Я выползаю на бруствер окопа, и вдруг все кругом взрывается. Меня отбрасывает назад. Чувствую, резкий удар по ноге. Поднимаюсь со дна окопа. Вижу тревожные, вопрошающие глаза Валикова.

— Ничего, — успокаиваю я, — так сто раз было.

— Какой тут «было»! — говорит лейтенант Рябинин. — У вас вся нога в крови! Козодоев, сигналь на батарею. Там Любка. Пусть внизу встречает. Кучер, радируй! Вызывай машину.

— Ты что такой шум поднимаешь? — спрашиваю Рябинина. — Дойду сам, это легко, царапина, наверно.

Тишина. Больше немцы не стреляют. На нашу высоту упал только один снаряд.

Богомазов и Валиков помогают мне выбраться из окопа. Проползаю метров десять, встаю в рост, иду вниз по склону. Нога начинает ныть, боль стремительно нарастает и вдруг становится такой пронзительной и оглушающей, что дальше я не в силах сделать ни одного шага.

Снимаю с себя планшетку с картой, отдаю Рябинину:

— Знаешь, кажется, я отвоевался. Возвращайся на НП, принимай…

Рябинин покачнулся, и все кругом покачнулось. Откуда-то издалека до меня доносятся голоса Богомазова и Валикова:

— Ты разрезай брюки, перевязывай.

— Давай бинт и иди рубить шесты.

Потом голоса приближаются, я открываю глаза и вижу, как Богомазов работает топором.

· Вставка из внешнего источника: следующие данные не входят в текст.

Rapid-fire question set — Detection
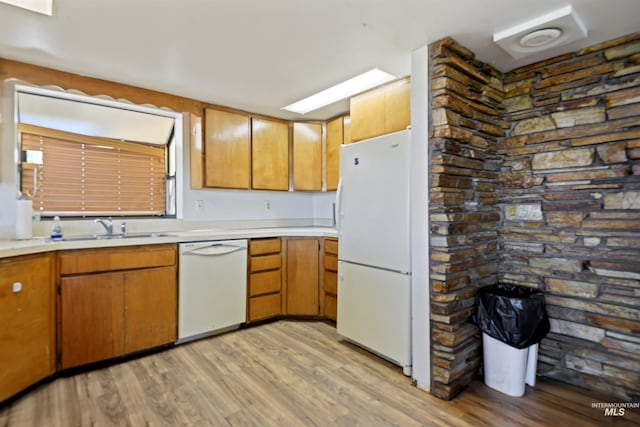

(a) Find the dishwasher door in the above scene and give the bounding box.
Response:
[177,240,247,343]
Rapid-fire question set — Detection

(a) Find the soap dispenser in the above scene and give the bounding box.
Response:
[51,216,62,241]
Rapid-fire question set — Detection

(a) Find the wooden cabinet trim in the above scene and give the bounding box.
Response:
[249,237,282,256]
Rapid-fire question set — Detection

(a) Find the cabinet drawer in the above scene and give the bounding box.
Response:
[324,295,338,321]
[249,238,280,256]
[249,270,281,297]
[324,239,338,256]
[247,293,280,322]
[250,254,282,273]
[324,271,338,295]
[58,244,176,275]
[324,255,338,271]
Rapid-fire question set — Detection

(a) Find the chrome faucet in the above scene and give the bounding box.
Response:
[93,217,113,236]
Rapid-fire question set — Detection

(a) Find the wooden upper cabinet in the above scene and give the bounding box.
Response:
[384,79,411,133]
[351,78,411,142]
[350,88,384,142]
[205,108,251,189]
[251,118,289,191]
[293,122,322,191]
[325,117,344,190]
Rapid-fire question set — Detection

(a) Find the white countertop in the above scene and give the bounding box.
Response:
[0,226,338,258]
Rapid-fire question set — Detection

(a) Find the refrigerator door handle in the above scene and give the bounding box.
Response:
[334,178,342,233]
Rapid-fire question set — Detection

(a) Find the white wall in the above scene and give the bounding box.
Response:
[411,46,431,390]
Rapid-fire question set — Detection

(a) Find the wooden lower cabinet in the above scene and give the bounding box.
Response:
[0,254,55,402]
[247,237,282,323]
[247,237,338,323]
[60,245,177,369]
[124,266,178,353]
[283,238,320,316]
[322,237,338,321]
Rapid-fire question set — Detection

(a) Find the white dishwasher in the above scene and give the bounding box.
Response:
[177,240,247,343]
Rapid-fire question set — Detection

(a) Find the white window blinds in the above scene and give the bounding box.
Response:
[19,124,166,217]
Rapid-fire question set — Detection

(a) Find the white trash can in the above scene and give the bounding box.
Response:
[482,332,538,397]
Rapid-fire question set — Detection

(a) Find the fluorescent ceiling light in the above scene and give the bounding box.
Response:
[282,68,396,114]
[0,0,53,16]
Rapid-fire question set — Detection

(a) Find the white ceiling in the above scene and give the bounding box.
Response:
[0,0,640,119]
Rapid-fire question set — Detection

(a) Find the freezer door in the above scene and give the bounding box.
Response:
[336,262,411,368]
[338,131,411,272]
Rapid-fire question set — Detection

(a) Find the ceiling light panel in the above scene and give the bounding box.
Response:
[282,68,396,114]
[0,0,53,16]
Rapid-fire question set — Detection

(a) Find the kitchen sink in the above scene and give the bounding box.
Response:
[62,233,169,242]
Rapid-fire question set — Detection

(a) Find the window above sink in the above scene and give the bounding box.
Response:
[3,82,183,218]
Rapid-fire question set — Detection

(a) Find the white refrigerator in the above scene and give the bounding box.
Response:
[336,130,411,375]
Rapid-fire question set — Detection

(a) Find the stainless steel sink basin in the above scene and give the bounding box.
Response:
[62,233,169,242]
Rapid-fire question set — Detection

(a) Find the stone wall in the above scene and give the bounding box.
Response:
[430,33,640,400]
[430,39,505,399]
[498,33,640,400]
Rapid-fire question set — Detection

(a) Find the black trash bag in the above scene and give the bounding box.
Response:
[476,284,550,348]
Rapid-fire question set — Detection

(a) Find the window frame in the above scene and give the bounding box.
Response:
[5,79,185,219]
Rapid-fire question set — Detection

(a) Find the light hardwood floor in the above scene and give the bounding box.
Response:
[0,321,640,427]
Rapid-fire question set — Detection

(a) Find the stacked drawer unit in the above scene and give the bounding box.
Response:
[247,237,282,323]
[323,237,338,321]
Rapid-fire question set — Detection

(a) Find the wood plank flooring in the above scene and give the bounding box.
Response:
[0,321,640,427]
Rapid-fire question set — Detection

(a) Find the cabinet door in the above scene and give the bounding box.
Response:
[351,88,384,142]
[286,239,320,315]
[0,255,55,402]
[325,117,344,191]
[322,238,338,321]
[124,267,178,353]
[293,123,322,191]
[60,272,124,369]
[251,119,289,191]
[205,108,251,189]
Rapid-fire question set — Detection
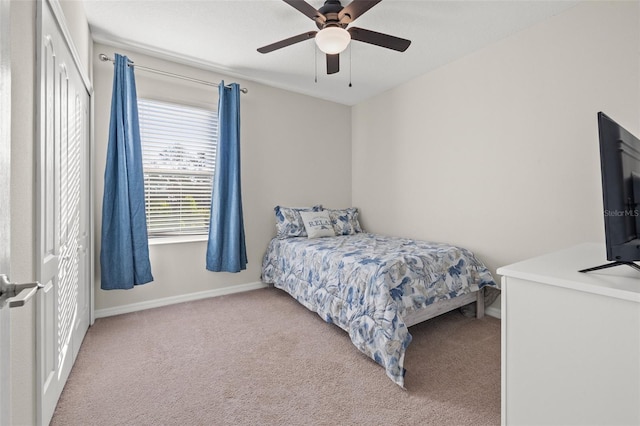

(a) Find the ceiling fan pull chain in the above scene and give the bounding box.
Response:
[349,45,353,87]
[313,43,318,83]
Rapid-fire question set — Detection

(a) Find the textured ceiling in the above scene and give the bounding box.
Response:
[84,0,577,105]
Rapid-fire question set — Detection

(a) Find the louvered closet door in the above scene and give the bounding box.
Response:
[36,1,90,424]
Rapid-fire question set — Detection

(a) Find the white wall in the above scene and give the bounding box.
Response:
[352,2,640,312]
[93,44,351,316]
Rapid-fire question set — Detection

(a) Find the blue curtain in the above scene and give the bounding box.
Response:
[100,54,153,290]
[207,81,247,272]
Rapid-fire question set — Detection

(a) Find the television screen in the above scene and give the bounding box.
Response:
[580,112,640,272]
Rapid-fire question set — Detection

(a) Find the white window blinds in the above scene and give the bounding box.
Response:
[138,99,218,237]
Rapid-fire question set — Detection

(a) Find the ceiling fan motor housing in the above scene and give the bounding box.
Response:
[316,0,350,29]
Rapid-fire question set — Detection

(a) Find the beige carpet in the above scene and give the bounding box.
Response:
[51,288,500,425]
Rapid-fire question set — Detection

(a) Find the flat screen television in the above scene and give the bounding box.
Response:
[580,112,640,272]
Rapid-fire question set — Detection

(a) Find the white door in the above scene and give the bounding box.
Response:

Вместе с Валиковым они берут два шеста, привязывают к ним плащ-палатку. Получаются носилки.

Где на руках, где волоком Богомазов и Валиков стаскивают носилки с горы. Когда спуск очень крутой, один тянет носилки, другой идет рядом. Шесты царапают концами по земле, подпрыгивают на камнях. Боль из ноги ударяет в голову. Я и вправду отвоевался.

У подножья горы на дороге стоит «газик». Ко мне кидается Любка.

— Сашка, плохо тебе? Дай посмотрю. Уже перевязали? В бедро угодило? Ай-яй!

Любка очень встревожена, на глазах у нее дрожат слезы.

Меня кладут в кузов «газика».

Отдаю Валикову пистолет. Теперь он мне ни к чему — мой хороший, точный, надежный пистолет «ТТ», с которым я ни на минуту не расставался. Он был всегда со мной — то на ремне, то в кармане, то под подушкой, то в руке… С ним я ходил в разведку, им я отстреливался от немцев на высоте 95,4. В нем я тогда оставил последний патрон для себя… на случай.

Валиков и Богомазов жмут мне руку.

Машина бежит по горной дороге. Подъемы и повороты. Нога от сотрясения страшно ноет. Кровь не останавливается — сочится через бинт.

— Не смотри на ногу, — говорит Любка. — Хочешь спою тебе? Очень больно, Сашка?

Любка вытирает мой лоб.

А потом она исчезает… Как же я так с ней и не попрощался?